Several residents reported by phone that for several hours on Sunday, government forces managed to raise their flag in one of the main city squares, but several hours later the Taliban had retaken the territory.

Despite the promises of a quick investigation, some American officials said that military investigators' access to the hospital site was hampered by the presence of a significant number of militant fighters in the area, which was likely to slow the inquiry.

At the Doctors Without Borders hospital, the remaining staff members prepared to evacuate, and relatives came to claim the dead.

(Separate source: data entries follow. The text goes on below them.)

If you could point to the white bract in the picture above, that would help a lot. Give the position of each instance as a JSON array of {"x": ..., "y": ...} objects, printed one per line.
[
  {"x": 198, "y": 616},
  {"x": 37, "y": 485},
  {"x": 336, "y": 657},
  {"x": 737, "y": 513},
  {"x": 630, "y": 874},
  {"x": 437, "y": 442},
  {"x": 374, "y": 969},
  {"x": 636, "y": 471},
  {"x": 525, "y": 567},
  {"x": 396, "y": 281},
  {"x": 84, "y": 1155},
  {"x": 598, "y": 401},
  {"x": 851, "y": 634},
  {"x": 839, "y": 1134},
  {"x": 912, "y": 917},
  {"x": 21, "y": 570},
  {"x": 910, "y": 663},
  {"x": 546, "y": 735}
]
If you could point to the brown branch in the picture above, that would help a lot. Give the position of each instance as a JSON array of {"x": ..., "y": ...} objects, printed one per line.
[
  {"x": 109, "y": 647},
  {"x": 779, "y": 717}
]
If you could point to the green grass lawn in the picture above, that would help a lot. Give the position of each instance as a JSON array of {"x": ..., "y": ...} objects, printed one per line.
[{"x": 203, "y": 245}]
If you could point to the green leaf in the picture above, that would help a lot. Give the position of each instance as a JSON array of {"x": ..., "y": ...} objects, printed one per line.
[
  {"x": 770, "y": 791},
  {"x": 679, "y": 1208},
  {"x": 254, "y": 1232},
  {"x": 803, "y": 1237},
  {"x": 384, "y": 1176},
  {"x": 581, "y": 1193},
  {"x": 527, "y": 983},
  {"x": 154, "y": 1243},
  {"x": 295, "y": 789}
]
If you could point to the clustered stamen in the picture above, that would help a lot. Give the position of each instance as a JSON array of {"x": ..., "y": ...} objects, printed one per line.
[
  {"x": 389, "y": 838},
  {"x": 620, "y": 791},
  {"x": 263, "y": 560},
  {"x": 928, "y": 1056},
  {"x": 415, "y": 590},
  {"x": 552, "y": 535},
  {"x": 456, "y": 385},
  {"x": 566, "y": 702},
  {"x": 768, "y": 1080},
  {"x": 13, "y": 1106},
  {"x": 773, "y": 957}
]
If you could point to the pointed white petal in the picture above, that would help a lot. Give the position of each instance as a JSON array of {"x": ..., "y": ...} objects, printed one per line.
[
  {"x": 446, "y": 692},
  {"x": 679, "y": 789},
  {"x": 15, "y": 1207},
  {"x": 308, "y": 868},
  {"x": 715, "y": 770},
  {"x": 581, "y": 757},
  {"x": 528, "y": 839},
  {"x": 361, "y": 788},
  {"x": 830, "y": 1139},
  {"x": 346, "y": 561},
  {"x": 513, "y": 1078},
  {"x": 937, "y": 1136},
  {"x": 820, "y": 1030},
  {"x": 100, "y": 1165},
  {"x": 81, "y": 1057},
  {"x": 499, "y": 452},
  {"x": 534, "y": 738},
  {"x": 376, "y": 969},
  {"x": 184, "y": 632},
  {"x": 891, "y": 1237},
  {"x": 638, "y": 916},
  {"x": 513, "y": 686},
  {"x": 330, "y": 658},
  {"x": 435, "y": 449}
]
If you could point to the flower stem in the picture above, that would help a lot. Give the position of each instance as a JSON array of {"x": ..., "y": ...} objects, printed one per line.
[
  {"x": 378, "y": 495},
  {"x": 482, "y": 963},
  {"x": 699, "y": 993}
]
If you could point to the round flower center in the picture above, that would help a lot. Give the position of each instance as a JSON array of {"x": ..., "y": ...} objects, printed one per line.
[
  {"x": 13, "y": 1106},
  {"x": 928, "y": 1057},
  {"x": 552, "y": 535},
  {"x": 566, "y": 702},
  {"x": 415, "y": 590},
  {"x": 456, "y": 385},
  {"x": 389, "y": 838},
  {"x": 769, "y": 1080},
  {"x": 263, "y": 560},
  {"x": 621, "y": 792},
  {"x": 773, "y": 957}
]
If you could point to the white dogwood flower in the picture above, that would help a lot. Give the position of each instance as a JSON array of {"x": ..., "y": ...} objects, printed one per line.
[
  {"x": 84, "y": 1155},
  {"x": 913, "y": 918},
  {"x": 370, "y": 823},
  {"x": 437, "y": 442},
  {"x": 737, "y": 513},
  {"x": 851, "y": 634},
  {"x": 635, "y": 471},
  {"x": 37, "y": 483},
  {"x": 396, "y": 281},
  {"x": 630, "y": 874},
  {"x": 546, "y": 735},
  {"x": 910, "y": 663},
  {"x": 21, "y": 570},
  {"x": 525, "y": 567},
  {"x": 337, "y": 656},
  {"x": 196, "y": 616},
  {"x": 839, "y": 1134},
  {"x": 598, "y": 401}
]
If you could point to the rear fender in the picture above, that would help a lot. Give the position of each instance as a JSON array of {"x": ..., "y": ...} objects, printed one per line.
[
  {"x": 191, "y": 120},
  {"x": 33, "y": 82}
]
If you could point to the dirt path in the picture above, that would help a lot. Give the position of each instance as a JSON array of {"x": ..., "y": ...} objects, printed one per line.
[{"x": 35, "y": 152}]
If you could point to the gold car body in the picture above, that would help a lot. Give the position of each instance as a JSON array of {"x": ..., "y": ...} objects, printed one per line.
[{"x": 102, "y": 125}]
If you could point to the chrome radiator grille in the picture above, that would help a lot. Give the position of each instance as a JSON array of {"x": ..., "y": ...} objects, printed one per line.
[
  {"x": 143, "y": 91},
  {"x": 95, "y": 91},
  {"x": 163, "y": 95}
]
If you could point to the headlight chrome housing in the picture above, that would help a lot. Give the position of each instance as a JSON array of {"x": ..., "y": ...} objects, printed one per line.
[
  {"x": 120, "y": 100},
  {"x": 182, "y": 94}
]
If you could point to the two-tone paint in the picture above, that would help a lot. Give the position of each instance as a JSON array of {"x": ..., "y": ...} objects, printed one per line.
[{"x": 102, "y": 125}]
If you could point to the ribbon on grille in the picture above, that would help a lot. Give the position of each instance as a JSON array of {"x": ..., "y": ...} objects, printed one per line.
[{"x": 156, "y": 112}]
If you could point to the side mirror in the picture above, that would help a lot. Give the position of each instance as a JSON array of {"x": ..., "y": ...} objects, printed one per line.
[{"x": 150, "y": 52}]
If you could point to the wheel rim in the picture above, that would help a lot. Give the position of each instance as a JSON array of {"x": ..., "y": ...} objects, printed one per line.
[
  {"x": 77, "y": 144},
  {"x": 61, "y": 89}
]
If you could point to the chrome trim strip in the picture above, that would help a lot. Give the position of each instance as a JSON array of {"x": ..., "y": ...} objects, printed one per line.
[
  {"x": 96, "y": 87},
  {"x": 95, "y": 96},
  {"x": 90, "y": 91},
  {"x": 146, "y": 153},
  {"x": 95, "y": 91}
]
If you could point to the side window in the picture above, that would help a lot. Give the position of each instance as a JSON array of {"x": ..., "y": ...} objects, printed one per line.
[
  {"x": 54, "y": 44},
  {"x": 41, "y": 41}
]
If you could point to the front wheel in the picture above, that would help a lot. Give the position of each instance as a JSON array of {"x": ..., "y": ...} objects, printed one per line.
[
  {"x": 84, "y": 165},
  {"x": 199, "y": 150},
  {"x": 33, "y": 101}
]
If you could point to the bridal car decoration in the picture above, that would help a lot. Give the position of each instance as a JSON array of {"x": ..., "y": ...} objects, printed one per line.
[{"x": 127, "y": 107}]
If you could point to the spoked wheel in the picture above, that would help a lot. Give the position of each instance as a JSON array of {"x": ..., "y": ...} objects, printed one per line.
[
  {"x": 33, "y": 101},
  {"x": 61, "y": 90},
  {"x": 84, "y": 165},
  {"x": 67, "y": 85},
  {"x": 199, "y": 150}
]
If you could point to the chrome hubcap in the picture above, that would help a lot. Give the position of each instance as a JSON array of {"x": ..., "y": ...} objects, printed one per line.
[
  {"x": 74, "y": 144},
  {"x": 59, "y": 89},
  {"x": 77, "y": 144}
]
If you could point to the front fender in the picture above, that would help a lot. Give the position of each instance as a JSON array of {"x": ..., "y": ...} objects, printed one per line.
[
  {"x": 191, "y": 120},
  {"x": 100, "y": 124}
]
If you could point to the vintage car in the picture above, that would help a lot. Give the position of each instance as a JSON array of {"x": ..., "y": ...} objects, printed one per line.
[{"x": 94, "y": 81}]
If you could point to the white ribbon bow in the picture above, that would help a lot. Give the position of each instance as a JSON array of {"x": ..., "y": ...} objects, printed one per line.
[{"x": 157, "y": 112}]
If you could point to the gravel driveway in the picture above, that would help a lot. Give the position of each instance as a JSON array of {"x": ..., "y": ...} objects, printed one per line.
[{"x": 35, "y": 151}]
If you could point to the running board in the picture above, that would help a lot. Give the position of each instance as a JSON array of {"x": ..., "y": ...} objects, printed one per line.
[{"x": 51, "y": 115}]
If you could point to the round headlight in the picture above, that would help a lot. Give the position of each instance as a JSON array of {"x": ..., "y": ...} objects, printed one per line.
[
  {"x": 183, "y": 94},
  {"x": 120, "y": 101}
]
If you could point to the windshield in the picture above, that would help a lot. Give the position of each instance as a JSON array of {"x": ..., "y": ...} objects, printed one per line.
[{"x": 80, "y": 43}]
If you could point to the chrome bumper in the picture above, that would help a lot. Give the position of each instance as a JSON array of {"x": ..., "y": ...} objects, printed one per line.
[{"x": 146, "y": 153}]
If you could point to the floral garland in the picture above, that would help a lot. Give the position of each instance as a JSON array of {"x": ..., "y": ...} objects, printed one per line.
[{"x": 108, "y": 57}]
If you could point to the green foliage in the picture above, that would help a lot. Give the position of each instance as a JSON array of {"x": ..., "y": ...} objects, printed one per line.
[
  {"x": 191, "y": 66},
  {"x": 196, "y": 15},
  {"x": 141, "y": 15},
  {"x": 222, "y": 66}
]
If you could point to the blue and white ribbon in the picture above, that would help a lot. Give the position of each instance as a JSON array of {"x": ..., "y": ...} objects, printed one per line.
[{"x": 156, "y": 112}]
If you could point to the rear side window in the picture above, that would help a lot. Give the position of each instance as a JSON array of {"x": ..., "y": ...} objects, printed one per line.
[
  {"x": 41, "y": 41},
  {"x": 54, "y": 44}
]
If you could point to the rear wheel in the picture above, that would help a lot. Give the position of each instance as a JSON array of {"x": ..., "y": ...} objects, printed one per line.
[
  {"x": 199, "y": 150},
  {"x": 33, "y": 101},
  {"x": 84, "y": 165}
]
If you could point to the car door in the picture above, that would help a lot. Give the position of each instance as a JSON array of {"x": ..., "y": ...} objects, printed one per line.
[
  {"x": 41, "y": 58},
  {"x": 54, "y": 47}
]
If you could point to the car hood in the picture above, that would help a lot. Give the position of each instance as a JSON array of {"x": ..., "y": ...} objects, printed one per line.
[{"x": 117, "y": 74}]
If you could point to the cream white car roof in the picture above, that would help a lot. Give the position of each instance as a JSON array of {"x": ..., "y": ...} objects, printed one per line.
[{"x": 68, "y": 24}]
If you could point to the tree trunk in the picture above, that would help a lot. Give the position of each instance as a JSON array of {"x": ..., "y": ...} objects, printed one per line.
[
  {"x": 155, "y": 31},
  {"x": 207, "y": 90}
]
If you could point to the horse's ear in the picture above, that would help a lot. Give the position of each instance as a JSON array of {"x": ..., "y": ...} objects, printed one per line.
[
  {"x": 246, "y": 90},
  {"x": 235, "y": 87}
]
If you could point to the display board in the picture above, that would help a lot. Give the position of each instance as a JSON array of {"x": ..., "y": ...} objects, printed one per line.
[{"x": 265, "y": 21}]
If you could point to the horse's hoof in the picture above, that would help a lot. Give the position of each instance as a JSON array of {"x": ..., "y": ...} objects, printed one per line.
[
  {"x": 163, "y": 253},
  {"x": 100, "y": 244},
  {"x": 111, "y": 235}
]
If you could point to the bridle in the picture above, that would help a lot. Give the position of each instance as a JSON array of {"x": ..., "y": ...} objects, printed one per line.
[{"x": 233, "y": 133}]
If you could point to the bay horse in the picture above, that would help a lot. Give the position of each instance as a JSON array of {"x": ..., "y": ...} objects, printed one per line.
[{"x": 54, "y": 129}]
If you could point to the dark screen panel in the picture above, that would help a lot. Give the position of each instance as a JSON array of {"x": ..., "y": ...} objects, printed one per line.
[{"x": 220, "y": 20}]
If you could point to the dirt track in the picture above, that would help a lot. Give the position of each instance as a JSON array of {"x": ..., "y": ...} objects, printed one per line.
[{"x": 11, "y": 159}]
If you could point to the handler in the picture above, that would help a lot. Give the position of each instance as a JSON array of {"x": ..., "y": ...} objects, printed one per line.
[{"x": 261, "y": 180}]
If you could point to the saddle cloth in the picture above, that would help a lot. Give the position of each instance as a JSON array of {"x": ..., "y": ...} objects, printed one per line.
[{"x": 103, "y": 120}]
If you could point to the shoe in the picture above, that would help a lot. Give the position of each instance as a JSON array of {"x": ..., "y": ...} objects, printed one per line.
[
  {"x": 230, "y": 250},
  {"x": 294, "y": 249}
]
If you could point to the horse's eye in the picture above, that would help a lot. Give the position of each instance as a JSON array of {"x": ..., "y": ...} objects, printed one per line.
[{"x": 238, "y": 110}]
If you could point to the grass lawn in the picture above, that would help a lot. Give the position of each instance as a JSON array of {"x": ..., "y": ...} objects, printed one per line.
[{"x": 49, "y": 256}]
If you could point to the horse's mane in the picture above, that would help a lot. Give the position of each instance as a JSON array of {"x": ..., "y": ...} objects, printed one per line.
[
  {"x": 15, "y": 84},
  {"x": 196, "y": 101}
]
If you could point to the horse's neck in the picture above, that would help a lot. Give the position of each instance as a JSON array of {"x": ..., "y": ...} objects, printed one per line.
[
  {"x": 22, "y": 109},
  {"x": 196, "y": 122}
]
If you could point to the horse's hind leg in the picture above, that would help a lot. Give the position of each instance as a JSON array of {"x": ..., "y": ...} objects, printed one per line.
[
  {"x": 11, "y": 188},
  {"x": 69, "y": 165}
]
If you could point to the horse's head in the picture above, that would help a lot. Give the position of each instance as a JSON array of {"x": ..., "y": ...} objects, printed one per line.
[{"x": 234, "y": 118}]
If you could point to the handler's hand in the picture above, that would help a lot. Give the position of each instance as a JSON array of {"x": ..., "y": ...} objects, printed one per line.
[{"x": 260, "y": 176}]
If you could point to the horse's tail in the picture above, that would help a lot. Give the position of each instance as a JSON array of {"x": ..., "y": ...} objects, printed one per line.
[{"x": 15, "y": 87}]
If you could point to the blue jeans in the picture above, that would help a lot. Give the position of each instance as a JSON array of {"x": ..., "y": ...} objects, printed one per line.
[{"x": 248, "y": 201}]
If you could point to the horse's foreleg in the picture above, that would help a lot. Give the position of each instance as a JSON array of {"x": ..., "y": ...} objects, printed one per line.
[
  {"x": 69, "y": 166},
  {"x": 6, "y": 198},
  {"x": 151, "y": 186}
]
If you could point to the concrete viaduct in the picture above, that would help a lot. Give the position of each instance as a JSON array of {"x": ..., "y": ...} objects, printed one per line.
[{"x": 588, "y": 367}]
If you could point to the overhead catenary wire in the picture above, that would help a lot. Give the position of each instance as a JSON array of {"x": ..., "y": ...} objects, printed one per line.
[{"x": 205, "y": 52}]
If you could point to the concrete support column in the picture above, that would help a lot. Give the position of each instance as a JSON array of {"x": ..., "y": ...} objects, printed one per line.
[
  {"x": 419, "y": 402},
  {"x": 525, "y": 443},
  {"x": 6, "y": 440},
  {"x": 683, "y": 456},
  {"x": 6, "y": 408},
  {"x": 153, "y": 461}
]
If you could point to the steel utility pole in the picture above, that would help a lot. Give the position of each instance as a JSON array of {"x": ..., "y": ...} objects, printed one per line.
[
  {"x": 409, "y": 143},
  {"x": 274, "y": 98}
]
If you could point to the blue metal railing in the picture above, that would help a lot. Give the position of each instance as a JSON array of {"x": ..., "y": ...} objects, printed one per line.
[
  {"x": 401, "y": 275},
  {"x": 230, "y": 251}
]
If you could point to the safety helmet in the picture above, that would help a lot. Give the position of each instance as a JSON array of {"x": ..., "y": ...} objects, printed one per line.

An Afghan radio journalist, Zabihullah Pashtonyar, 28, who was in the hospital when it was hit by the airstrike, died there, according to his boss, Zarghona Hassan, founder of Radio Kayhan.

The survivors included a day laborer, Abdul Kareem, 28, and a grocery store owner, Abdul Qadeer, 45. Both were being treated in the hospital after they were wounded in the cross-fire between Afghan forces and the Taliban during the earlier fighting for the city. Mr. Kareem was wounded again in the airstrike, and both men were evacuated to the hospital in Baghlan Province.

Their description of a city with firefights erupting unexpectedly made it clear why so many families were fleeing.

Mr. Kareem said he was caught in the middle of a firefight last week after the Taliban took over the city. "Everyone was just running here and there, including me, but with the first explosion I was hit with shrapnel," he said. "An airplane was maneuvering above me targeting enemies." He said six other civilians were also wounded in the same episode.

Then overnight between Friday and Saturday, the hospital was struck, and Mr. Kareem was wounded again.